Um Lovecraft sorumbático e concentrado na escrita revela, por baixo da mesa, a sua verdadeira natureza “cthulhiana”. Eis o único cruzamento “oficial” entre Moebius (Jean Giraud, 1938-2012) e H.P. Lovecraft: a capa desta antologia de cartas do autor de The Case of Charles Dexter Ward e At the Mountains of Madness publicada pela Glénat em 1976 na sua colecção “Marginalia”. Uma pequena (em todos os sentidos: trata-se de um volume de 20×11 cm e com 80 páginas) cápsula gráfica do seu tempo: a Futura Display e o estilo do desenho, denso, carregado, pleno de hachuras nos meios-tons e com áreas de negro intenso, remetem para o Moebius do preto-e-branco de Approche sur Centauri ou Cauchemard [sic] Blanc. “Oficial”, diga-se, pois, de resto, o ambiente e, sobretudo, o bestiário monstruoso do autor americano impregnavam todo o universo das bandas-desenhadas de Moebius dos anos 70.
Giraud usara pela primeira vez o seu agora universalmente conhecido pseudónimo em histórias curtas na revista Pilote no início dos anos 60, mas abandonara-o durante uma década. Quando, nessa mesma revista, publicou La Déviation em 1972, assinando ainda como “Gir”, era, contudo, já notório que o desenhador de Blueberry estava a querer explorar outras facetas da sua esfuziante criatividade e a entrar de cabeça na ficção-científica e no fantástico. Antes do arranque da revista Métal Hurlant em 1975, Giraud tinha já usado a assinatura “Moebius” nalgumas capas e ilustrações para edições do género, como as que fez para a editora OPTA, nas colecções “Anti-Mondes” e “Fictions Spécial” (por exemplo, as edições de Histoires Stellaires de 1968 e L’Ile des Morts de Roger Zelazny em 1972).
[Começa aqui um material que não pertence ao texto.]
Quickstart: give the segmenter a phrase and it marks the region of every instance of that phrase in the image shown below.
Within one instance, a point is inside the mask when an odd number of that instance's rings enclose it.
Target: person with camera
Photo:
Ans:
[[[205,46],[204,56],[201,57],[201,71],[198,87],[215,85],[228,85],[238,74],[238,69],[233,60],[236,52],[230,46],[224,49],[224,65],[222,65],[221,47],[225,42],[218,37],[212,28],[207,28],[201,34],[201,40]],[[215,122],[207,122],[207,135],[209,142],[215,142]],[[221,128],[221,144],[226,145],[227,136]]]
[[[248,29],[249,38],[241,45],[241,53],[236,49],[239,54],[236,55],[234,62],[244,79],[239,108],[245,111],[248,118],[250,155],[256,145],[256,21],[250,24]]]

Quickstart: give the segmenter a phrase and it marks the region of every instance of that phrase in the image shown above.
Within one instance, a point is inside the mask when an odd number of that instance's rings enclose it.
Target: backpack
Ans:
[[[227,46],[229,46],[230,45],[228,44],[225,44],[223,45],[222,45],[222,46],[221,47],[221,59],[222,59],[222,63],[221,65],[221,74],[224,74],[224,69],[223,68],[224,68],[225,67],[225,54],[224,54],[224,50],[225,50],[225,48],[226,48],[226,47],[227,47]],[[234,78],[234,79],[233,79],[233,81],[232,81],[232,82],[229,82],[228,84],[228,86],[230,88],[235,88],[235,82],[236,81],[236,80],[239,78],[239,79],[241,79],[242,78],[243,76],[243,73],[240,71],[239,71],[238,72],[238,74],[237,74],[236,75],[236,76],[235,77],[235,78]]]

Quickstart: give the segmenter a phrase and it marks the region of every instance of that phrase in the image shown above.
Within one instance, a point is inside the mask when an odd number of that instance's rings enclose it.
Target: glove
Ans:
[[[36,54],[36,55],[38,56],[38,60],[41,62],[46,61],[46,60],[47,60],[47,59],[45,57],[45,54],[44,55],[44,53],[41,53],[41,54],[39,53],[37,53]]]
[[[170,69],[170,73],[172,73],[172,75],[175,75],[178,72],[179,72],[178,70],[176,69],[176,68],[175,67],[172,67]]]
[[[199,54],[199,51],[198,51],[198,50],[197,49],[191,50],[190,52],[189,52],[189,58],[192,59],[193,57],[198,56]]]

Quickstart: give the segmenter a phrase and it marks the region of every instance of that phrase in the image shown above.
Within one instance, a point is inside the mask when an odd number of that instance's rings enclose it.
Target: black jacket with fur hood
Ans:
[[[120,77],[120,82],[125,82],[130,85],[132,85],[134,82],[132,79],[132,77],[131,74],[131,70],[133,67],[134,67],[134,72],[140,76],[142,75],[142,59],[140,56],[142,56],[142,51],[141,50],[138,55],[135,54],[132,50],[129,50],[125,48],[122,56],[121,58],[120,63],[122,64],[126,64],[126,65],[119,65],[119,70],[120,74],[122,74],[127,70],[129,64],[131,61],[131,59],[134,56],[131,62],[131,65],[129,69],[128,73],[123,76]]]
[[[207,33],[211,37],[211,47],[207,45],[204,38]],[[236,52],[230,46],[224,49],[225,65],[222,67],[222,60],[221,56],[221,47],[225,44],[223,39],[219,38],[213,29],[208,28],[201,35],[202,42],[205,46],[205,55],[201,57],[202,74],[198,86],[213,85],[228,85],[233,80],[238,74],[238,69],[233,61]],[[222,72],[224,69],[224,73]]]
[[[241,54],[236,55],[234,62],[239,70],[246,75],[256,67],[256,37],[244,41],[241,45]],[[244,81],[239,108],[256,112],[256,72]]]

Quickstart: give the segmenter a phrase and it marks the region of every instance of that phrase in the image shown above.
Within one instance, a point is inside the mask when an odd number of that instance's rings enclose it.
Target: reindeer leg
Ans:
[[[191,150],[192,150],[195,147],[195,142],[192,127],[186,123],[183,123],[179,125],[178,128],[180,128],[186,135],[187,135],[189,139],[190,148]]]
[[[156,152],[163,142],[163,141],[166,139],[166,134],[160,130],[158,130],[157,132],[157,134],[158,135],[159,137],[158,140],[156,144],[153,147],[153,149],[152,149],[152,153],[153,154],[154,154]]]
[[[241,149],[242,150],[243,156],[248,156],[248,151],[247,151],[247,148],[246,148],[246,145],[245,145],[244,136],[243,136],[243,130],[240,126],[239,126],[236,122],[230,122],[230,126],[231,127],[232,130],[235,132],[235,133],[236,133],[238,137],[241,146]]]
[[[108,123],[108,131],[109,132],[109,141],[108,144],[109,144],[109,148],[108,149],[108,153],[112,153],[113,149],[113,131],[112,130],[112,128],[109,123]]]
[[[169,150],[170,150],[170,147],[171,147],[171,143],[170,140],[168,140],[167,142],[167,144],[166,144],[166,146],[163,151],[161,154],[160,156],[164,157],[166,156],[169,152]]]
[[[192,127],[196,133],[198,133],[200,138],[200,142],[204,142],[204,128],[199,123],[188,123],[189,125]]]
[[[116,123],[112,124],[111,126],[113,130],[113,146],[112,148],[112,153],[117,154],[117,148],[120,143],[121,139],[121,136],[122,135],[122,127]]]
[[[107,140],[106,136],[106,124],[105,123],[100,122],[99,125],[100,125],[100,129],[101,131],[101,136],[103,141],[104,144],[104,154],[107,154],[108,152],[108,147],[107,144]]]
Na colecção “Aventures Fantastiques” da mesma editora (em edições graficamente muito cuidadas e de grande impacto visual, com várias ilustrações, até nas guardas), Giraud ilustrou ainda livros como Contes de Terreur de Robert Bloch em 1974. São notórios, nestas capas de “Moebius antes de Moebius”, o contágio crescente do exuberante grafismo que o desenhador começava a explorar fora do seu trabalho “diurno” na série Blueberry e, mais importante, a popularidade e o apelo comercial que, naqueles anos, os meios de narrativa gráfica das bandes déssinées tinham na edição de livros dentro destes géneros em França (como exemplo, note-se que a guarda da edição dos contos de Bloch é ilustrada com o que é, para todo os efeitos, uma vinheta de banda desenhada, incluindo até balões de diálogo).